President’s Message – OCWD’s Mission Remains Constant
The heart of the Orange County Water District’s (OCWD; the District) 87-year mission is to provide cities and other member agency water managers with reliable, high-quality water supplies for the 2.5 million people they serve.
We do this by continuing to protect groundwater supplies and increase reliability, despite the difficult times of the COVID-19 pandemic.
In the north and south basin areas of the Orange County Groundwater Basin, we are dealing with groundwater contamination and remediation from industrial dumping in the 1950s and 1960s. OCWD is proactively seeking ways to clean up the pollution in a united effort with local and national regulatory agencies. The initial cleanup efforts are focused on cutting off and preventing the spread of contamination before it travels further into the main aquifer.
Newest contamination threats, perfluorooctanoic acid (PFOA) and perfluorooctane sulfonate (PFOS), have been found in air, earth, food and water across the nation and locally.
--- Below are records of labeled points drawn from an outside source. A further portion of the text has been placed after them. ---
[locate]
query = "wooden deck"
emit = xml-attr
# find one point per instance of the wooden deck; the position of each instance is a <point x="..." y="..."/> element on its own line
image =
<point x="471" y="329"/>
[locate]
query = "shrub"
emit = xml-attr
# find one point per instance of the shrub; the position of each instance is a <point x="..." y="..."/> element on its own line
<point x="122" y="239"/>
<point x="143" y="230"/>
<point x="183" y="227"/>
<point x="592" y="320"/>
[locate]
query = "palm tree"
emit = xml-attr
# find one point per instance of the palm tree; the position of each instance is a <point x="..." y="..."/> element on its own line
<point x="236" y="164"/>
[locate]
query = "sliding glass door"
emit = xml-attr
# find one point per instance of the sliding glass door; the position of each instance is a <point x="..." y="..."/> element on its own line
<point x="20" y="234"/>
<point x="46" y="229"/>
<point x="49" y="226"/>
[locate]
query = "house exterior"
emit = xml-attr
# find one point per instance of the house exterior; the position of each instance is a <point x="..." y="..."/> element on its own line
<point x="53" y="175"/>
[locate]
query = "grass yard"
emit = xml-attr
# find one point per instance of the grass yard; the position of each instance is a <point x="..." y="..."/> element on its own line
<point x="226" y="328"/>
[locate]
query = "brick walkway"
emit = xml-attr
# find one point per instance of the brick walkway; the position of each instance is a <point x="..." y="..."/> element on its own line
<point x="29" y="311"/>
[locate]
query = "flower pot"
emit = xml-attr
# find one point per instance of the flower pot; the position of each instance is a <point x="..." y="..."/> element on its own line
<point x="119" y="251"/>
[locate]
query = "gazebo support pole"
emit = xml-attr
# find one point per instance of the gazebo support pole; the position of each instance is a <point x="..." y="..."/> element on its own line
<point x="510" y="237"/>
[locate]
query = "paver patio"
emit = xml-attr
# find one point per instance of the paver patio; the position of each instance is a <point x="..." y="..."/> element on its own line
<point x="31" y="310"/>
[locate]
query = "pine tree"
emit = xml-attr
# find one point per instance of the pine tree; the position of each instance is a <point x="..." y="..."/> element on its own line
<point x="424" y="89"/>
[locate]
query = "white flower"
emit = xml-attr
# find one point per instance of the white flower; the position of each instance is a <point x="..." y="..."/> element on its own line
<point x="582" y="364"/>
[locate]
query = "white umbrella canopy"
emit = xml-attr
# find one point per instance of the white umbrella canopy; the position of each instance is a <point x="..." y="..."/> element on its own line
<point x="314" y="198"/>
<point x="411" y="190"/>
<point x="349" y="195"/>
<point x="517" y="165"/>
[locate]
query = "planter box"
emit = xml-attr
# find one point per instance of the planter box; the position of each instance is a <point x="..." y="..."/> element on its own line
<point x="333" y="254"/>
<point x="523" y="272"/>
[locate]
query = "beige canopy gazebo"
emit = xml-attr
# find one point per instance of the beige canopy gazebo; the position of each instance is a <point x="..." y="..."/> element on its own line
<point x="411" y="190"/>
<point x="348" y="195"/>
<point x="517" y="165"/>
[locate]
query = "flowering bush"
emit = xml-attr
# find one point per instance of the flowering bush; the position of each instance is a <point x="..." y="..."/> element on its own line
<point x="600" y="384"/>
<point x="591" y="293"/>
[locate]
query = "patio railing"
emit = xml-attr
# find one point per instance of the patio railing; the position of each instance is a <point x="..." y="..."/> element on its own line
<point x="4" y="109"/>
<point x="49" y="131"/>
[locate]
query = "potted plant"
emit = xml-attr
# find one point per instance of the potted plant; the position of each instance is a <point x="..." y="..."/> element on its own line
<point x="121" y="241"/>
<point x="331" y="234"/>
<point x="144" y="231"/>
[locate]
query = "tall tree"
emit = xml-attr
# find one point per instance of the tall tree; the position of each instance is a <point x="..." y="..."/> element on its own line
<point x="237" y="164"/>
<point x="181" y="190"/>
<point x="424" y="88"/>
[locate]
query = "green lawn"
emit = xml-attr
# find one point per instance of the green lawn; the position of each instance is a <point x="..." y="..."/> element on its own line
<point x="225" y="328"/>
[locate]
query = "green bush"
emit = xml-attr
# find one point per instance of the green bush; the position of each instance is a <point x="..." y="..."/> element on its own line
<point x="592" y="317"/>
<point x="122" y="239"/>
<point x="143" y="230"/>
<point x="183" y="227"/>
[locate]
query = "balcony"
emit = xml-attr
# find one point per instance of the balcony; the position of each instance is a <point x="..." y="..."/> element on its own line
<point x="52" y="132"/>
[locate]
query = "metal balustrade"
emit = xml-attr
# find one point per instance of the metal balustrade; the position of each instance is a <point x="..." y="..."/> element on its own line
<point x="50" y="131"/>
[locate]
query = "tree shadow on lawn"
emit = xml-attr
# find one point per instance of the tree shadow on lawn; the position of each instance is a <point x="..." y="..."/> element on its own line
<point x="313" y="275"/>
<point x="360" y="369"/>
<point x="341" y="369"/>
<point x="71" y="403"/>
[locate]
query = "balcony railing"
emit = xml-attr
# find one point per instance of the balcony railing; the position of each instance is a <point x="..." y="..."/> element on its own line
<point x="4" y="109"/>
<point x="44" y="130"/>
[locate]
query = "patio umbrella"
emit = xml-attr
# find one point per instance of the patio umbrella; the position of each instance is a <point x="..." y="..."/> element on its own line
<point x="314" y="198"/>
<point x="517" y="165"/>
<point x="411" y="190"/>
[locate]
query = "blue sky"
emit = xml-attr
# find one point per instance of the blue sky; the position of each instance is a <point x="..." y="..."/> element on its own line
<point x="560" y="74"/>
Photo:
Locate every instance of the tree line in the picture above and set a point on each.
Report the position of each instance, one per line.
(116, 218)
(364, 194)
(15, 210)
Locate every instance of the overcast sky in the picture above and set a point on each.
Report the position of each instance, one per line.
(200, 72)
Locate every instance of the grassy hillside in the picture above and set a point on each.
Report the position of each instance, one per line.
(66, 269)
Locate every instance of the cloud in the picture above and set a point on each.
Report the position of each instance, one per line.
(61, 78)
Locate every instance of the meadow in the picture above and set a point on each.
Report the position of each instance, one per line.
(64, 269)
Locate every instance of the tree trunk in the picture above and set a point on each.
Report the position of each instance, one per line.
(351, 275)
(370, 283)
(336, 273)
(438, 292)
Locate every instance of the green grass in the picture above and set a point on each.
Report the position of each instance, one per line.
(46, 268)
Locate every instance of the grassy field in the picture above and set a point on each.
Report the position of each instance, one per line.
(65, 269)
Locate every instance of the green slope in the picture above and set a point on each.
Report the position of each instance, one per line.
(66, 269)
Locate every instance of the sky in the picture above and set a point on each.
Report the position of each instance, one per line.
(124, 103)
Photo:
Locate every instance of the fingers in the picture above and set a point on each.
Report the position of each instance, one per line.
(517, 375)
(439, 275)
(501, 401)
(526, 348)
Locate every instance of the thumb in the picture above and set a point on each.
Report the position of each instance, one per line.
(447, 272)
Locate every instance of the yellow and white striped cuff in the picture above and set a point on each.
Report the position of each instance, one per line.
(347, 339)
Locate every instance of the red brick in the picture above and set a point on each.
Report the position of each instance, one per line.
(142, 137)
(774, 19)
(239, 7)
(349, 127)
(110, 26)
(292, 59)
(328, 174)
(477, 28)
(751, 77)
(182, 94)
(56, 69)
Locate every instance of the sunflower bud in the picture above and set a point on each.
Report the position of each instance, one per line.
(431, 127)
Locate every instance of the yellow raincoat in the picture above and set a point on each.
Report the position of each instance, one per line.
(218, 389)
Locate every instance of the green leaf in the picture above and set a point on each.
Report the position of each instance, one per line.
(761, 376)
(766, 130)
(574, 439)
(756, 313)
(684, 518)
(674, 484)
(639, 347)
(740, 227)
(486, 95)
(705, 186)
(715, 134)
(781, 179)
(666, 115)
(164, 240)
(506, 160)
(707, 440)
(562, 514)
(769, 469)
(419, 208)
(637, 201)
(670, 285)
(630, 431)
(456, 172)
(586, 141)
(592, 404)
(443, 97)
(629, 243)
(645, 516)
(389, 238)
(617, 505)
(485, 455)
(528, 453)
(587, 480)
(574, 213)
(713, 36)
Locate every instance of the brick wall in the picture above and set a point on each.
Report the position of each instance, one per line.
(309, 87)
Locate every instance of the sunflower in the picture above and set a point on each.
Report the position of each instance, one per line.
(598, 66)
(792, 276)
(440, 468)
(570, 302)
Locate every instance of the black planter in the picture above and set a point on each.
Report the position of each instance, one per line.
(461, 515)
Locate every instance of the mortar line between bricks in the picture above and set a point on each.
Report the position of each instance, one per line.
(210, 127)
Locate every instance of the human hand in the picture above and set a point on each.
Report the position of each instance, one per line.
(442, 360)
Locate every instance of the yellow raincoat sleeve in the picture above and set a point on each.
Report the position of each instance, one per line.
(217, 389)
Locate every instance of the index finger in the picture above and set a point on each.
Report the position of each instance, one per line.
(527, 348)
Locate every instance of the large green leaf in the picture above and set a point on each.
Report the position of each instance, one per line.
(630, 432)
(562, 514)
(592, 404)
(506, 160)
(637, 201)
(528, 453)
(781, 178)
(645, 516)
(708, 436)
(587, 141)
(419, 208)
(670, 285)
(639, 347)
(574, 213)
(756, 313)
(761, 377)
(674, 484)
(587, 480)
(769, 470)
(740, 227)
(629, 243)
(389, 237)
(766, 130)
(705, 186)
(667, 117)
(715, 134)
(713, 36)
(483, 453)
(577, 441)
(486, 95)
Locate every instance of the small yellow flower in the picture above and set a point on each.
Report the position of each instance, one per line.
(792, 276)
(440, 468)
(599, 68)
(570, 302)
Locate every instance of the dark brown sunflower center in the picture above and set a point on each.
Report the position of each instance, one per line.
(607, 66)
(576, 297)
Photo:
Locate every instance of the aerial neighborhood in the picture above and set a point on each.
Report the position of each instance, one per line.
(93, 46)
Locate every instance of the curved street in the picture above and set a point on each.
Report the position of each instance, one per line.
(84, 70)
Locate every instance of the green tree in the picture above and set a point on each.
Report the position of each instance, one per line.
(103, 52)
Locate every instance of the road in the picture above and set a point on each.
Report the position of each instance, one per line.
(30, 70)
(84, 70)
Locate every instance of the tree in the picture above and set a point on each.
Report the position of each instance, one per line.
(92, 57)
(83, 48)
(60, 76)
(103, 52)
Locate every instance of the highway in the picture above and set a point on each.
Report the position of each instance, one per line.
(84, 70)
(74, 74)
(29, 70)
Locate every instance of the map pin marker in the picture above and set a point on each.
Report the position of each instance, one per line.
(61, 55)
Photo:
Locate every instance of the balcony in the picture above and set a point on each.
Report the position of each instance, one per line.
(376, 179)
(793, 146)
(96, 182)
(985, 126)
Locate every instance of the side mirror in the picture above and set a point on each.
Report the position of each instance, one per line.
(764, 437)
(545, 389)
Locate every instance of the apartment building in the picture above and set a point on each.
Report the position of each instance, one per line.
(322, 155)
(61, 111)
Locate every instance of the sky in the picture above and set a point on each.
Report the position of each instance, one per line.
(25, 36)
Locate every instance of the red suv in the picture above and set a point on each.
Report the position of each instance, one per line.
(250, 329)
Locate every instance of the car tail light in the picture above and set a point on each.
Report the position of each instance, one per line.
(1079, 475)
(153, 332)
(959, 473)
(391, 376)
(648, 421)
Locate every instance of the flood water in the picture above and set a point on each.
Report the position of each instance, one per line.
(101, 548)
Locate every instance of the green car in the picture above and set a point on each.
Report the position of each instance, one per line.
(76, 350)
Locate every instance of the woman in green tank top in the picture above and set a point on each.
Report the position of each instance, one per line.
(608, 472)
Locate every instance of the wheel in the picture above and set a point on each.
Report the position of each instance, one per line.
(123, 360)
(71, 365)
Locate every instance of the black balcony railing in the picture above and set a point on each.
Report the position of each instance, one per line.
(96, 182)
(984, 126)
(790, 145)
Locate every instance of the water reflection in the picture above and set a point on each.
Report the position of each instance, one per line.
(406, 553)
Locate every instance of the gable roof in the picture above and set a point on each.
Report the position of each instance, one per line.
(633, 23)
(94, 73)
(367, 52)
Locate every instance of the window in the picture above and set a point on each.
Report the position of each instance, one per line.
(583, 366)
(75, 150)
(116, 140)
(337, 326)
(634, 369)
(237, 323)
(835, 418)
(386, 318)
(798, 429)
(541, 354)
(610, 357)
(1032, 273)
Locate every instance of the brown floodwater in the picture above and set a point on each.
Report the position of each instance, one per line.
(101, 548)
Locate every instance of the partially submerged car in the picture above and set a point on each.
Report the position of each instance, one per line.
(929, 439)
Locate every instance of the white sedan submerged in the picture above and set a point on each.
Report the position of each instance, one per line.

They were once commonly used in many consumer products to repel water, grease and oil and are part of a larger group referred to as per-and polyfluoroalkyl substances (PFAS). OCWD is at the forefront of this issue that includes testing, monitoring and discovering the most viable ways to deal with it locally.
OCWD’s Philip L. Anthony Water Quality Laboratory was the first public agency laboratory in California to achieve state certification to analyze for PFAS in drinking water. The District also recently launched the nation’s largest pilot program to test treatment techniques to remove PFAS in groundwater. A planning study will help water agencies determine how new treatment facilities could be rapidly implemented.
OCWD and local water retailers are actively engaged with federal and state regulators and elected and appointed officials on this emerging situation. As part of its commitment to transparency, the District has a dedicated PFAS website and provides regular PFAS updates to community stakeholders.
These contaminations encumber the groundwater basin and threaten the amount our member water agencies may be able to pump. In addition to finding their resolutions, the District is readying to augment its water supply portfolio.
We have started the final expansion of the Groundwater Replenishment System that will bring an additional 30 MGD of drinking water for a total of 130 MGD—enough to meet the water needs of 1 million people—by 2023.
The system takes highly treated wastewater that would have previously been discharged into the Pacific Ocean and purifies it using a three-step advanced treatment process consisting of microfiltration, reverse osmosis and ultraviolet light with hydrogen peroxide.
The project not only produces high-quality water to replenish the groundwater basin, it protects Orange County’s groundwater basin from seawater intrusion, serves as a blueprint for water agencies throughout the world to help solve their local water supply issues, and protects the environment by reusing a precious resource.
As OCWD and infrastructure construction are essential, construction of the final expansion has continued and remains on track to be complete in 2023.
Thanks to the District’s successful groundwater management and commitment to fulfilling our mission, we have been able to sustain the basin and more than triple its yield. All of these new efforts are and continue to yield a bright water future for north and central Orange County homes and businesses.